Bergonzi: “L’unica cosa che funzionava bene con il VAR era il fuorigioco, speriamo non ci siano decisioni cervellotiche”

Bergonzi: “L’unica cosa che funzionava bene con il VAR era il fuorigioco, speriamo non ci siano decisioni cervellotiche”

di Armando Inneguale, @ArmInne28
Bergonzi

Mauro Bergonzi, ex arbitro, è intervenuto a Radio Kiss Kiss Napoli nel corso della trasmissione Radio Goal. Gli sono stati posti alcuni interrogativi riguardanti il VAR. L’assistenza tecnologica in campo, infatti, continua a far discutere.
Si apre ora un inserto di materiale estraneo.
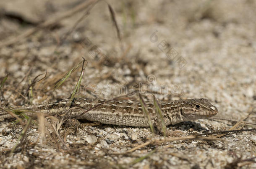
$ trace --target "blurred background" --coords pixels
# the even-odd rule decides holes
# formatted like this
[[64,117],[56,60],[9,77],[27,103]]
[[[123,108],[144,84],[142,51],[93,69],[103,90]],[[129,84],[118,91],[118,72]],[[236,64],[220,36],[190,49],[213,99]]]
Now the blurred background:
[[[159,100],[205,98],[218,115],[241,119],[256,103],[255,9],[253,0],[0,1],[0,81],[8,75],[2,105],[70,97],[81,64],[53,89],[83,57],[87,64],[77,96],[140,92],[146,100],[152,93]],[[256,118],[254,111],[248,121]],[[227,122],[199,121],[213,130],[230,128]],[[234,151],[255,156],[255,134],[245,134],[246,141],[240,136],[230,147],[220,143],[219,151],[201,149],[206,159],[191,157],[198,163],[184,166],[205,167],[222,156],[211,166],[223,167],[236,158]],[[158,160],[134,167],[156,167]]]

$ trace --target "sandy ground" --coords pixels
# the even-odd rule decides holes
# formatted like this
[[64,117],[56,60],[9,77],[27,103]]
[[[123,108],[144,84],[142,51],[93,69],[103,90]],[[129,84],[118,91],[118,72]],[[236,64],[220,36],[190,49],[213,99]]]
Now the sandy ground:
[[[245,120],[255,123],[256,1],[107,2],[115,12],[121,40],[107,4],[99,1],[84,18],[88,8],[0,46],[0,81],[8,75],[1,89],[1,108],[70,97],[81,66],[52,92],[54,84],[84,57],[88,64],[78,97],[109,99],[140,91],[149,100],[152,95],[145,93],[154,91],[159,100],[205,98],[217,107],[219,117],[239,121],[251,114]],[[0,45],[84,2],[1,1]],[[31,87],[46,71],[46,77]],[[132,97],[138,98],[137,94]],[[253,124],[232,128],[235,122],[220,120],[182,123],[167,129],[179,130],[183,137],[230,129],[253,130],[207,136],[218,140],[152,142],[125,153],[163,137],[147,128],[90,122],[68,128],[59,126],[55,119],[39,119],[25,134],[27,120],[0,119],[0,168],[256,167]]]

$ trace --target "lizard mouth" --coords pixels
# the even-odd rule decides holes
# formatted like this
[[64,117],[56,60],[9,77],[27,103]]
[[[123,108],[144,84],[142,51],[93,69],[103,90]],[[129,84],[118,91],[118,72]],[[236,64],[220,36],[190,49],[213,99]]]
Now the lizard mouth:
[[199,116],[199,117],[212,117],[216,115],[218,113],[218,110],[215,107],[215,109],[213,111],[198,111],[197,112],[193,112],[191,114],[193,115],[196,116]]

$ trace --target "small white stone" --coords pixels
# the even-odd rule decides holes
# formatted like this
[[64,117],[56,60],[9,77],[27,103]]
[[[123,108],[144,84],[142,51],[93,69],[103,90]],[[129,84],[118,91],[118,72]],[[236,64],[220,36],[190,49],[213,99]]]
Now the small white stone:
[[89,135],[85,138],[85,141],[90,144],[93,144],[97,141],[97,137],[95,136]]
[[109,134],[108,136],[108,138],[109,139],[112,139],[113,140],[118,139],[120,138],[120,134],[117,132],[115,132],[112,134]]
[[136,135],[133,134],[131,136],[131,139],[133,140],[137,140],[138,139],[138,136]]

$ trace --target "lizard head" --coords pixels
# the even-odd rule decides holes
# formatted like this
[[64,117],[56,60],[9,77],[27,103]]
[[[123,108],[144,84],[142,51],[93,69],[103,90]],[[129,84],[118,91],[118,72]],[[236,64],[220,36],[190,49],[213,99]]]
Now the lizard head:
[[175,113],[168,114],[172,124],[185,121],[206,119],[218,113],[216,107],[205,98],[176,101],[173,103],[172,109]]
[[216,107],[205,98],[188,99],[183,104],[180,111],[184,121],[206,119],[218,113]]

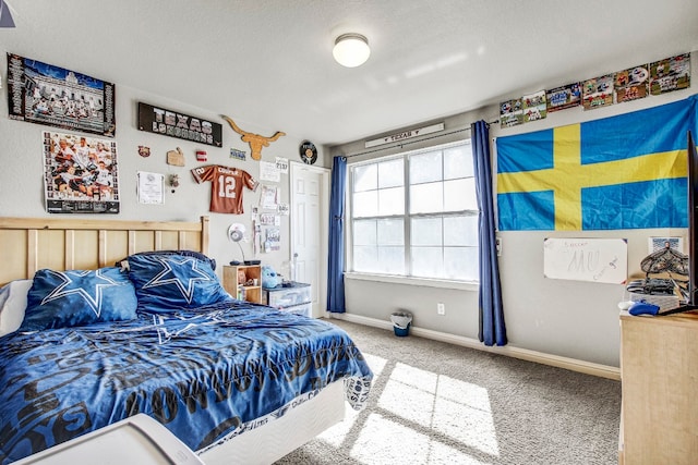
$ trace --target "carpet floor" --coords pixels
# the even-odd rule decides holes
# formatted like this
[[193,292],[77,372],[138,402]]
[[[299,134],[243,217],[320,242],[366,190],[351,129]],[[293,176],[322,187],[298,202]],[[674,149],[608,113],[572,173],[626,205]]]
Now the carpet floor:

In particolare, sotto accusa è il regolamento di utilizzo. Negli ultimi giorni si è discusso di un possibile passo indietro in merito alla regola del fuorigioco. In seguito alle parole del presidente della UEFA, Ceferin, si era creata confusione sull’utilizzo della tecnologia. Secondo il suo parere, infatti, l’offside di pochi centimetri dovrebbe essere lasciato correre. Il problema è che, per l’ex arbitro, il regolamento sul fuorigioco era l’unica cosa chiara e funzionante. Le polemiche su eventuali posizioni irregolari dei calciatori avevano iniziato a rasentare lo zero e, addirittura, ad arrivare al totale annullamento. La speranza di Bergonzi è che in merito al possibile cambiamento di regolamento non vengano prese decisioni cervellotiche.

LE PAROLE DI BERGONZI

“La confusione sul fuorigioco nasce due mesi fa quando. Ceferin, presidente della Uefa, disse che la posizione irregolare del calciare, se di pochi centimetri, doveva essere lasciata correre. Aveva rilasciato anche altre dichiarazioni che crearono imbarazzo. Non so quale sia la verità e dove andremo a finire, l’unica cosa certa era il fuorigioco col Var, una cosa che funzionava benissimo e che aveva annullato ogni fonte di polemica. Speriamo non arrivino decisioni cervellotiche”.